Quienes públicamente nieguen, trivialicen gravemente o enaltezcan los delitos de genocidio, de lesa humanidad o contra las personas y bienes protegidos en caso de conflicto armado, o enaltezcan a sus autores, cuando se hubieran cometido contra un grupo o una parte del mismo, o contra una persona determinada por razón de su pertenencia al mismo, por motivos racistas, antisemitas, antigitanos, u otros referentes a la ideología, religión o creencias, la situación familiar o la pertenencia de sus miembros a una etnia, raza o nación, su origen nacional, su sexo, orientación o identidad sexual, por razones de género, aporofobia, enfermedad o discapacidad, cuando de este modo se promueva o favorezca un clima de violencia, hostilidad, odio o discriminación contra los mismos.

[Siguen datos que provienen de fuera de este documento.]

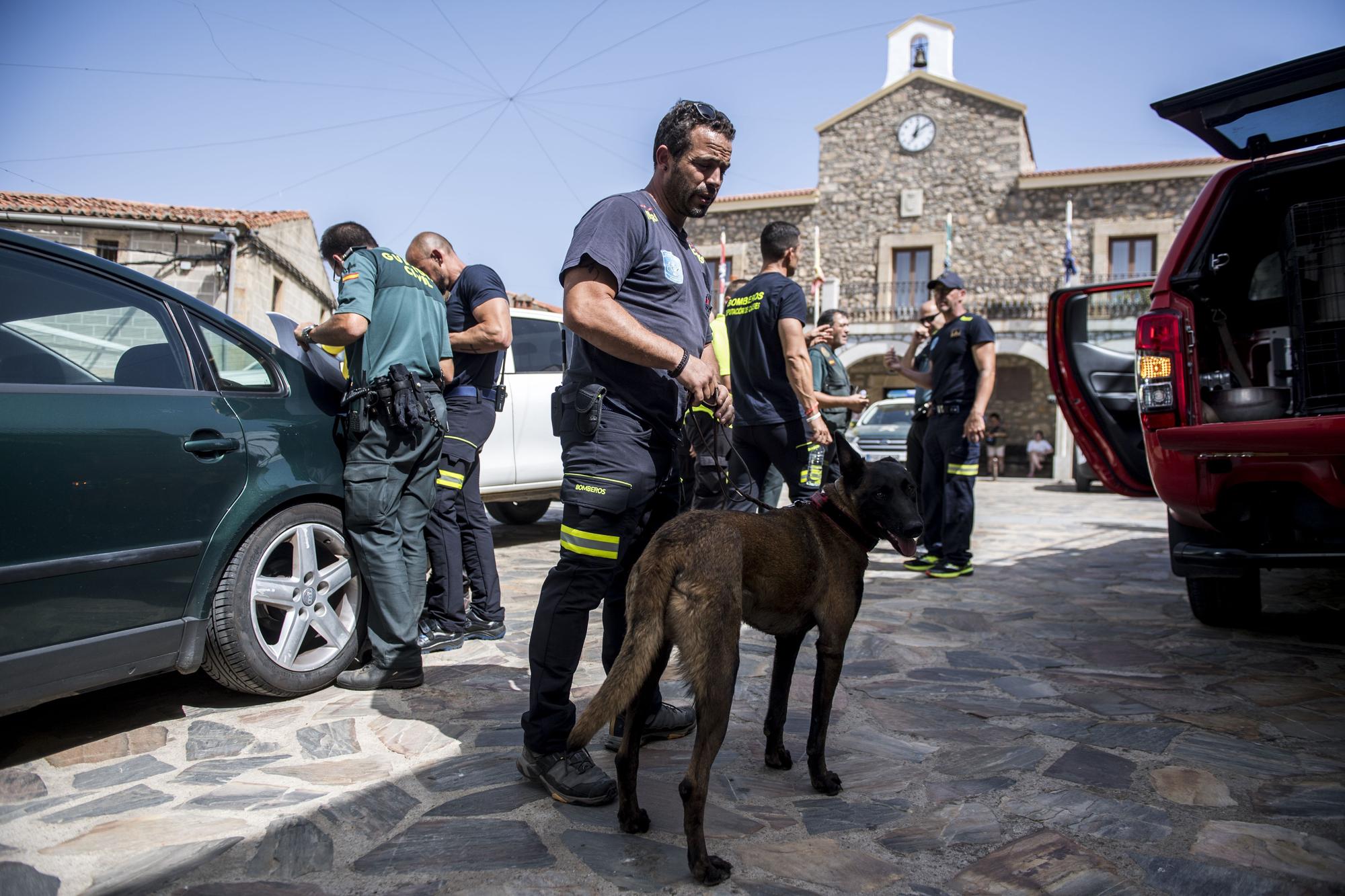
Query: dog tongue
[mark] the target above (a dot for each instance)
(906, 546)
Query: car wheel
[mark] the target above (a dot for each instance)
(518, 513)
(1226, 603)
(287, 616)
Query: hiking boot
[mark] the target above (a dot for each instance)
(949, 569)
(372, 677)
(432, 638)
(571, 778)
(668, 723)
(922, 563)
(481, 628)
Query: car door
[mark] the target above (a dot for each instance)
(539, 357)
(1093, 369)
(118, 464)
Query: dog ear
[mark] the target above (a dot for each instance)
(852, 464)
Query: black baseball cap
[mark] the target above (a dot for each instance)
(949, 280)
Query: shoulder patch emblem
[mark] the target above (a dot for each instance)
(672, 267)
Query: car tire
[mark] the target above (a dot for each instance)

Serán castigados con la pena de prisión de seis meses a dos años y multa de seis a doce meses:
Quienes lesionen la dignidad de las personas mediante acciones que entrañen humillación, menosprecio o descrédito de alguno de los grupos a que se refiere el apartado anterior, o de una parte de los mismos, o de cualquier persona determinada por razón de su pertenencia a ellos por motivos racistas, antisemitas, antigitanos u otros referentes a la ideología, religión o creencias, situación familiar, la pertenencia de sus miembros a una etnia, raza o nación, su origen nacional, su sexo, orientación o identidad sexual, por razones de género, aporofobia, enfermedad o discapacidad, o produzcan, elaboren, posean con la finalidad de distribuir, faciliten a terceras personas el acceso, distribuyan, difundan o vendan escritos o cualquier otra clase de material o soportes que por su contenido sean idóneos para lesionar la dignidad de las personas por representar una grave humillación, menosprecio o descrédito de alguno de los grupos mencionados, de una parte de ellos, o de cualquier persona determinada por razón de su pertenencia a los mismos.

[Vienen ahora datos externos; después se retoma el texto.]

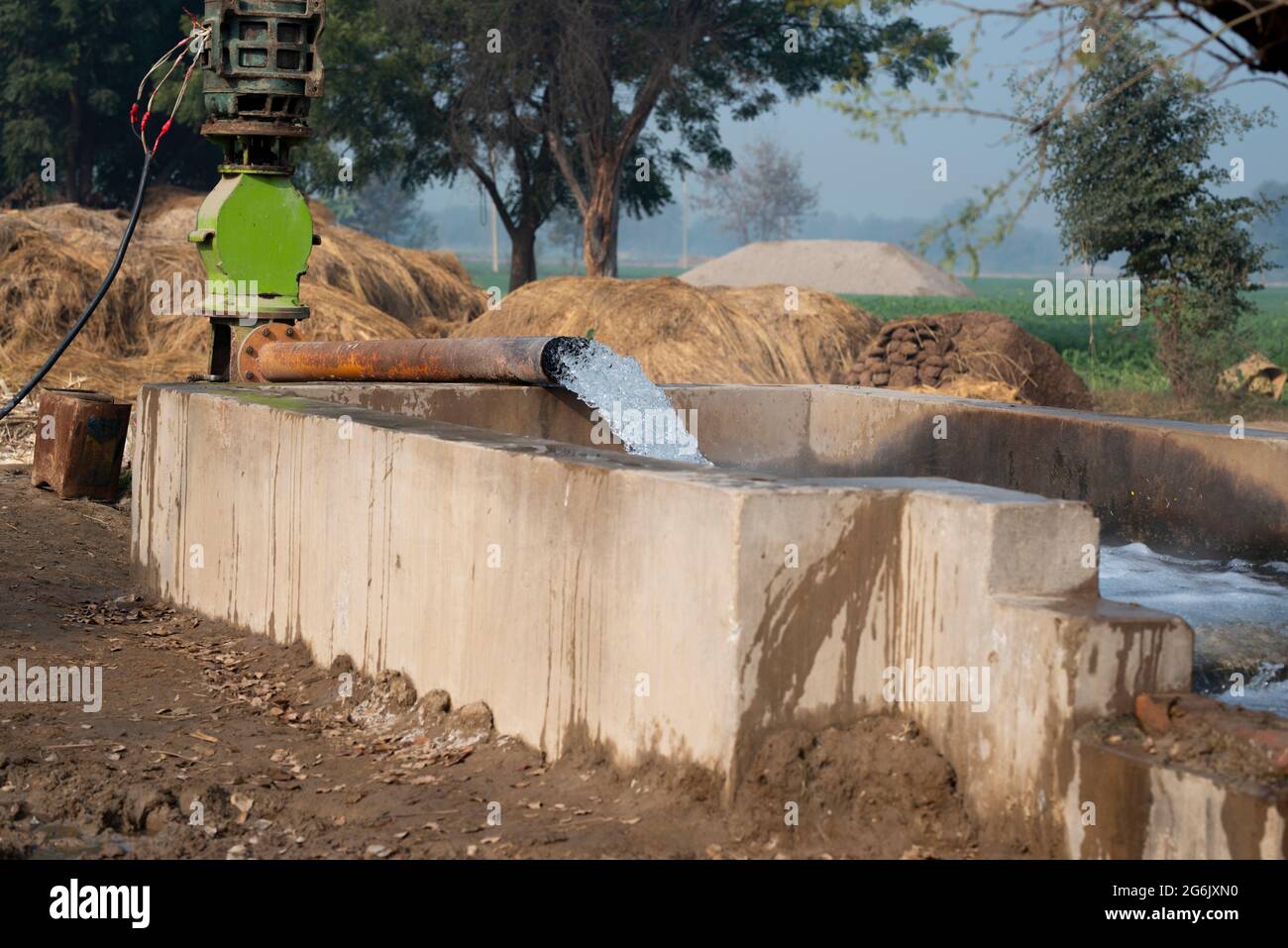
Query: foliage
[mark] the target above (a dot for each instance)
(1129, 174)
(764, 198)
(68, 72)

Quienes enaltezcan o justifiquen por cualquier medio de expresión pública o de difusión los delitos que hubieran sido cometidos contra un grupo, una parte del mismo, o contra una persona determinada por razón de su pertenencia a aquel por motivos racistas, antisemitas, antigitanos u otros referentes a la ideología, religión o creencias, situación familiar, la pertenencia de sus miembros a una etnia, raza o nación, su origen nacional, su sexo, orientación o identidad sexual, por razones de género, aporofobia, enfermedad o discapacidad, o a quienes hayan participado en su ejecución.
Los hechos serán castigados con una pena de uno a cuatro años de prisión y multa de seis a doce meses cuando de ese modo se promueva o favorezca un clima de violencia, hostilidad, odio o discriminación contra los mencionados grupos. Disponible en: www.boe.es/buscar/act.php?id=BOE-A-1995-25444.
Artículo 525.
Incurrirán en la pena de multa de ocho a doce meses los que, para ofender los sentimientos de los miembros de una confesión religiosa, hagan públicamente, de palabra, por escrito o mediante cualquier tipo de documento, escarnio de sus dogmas, creencias, ritos o ceremonias, o vejen, también públicamente, a quienes los profesan o practican.
En las mismas penas incurrirán los que hagan públicamente escarnio, de palabra o por escrito, de quienes no profesan religión o creencia alguna.
Artículo 543.
Las ofensas o ultrajes de palabra, por escrito o de hecho a España, a sus Comunidades Autónomas o a sus símbolos o emblemas, efectuados con publicidad, se castigarán con la pena de multa de siete a doce meses.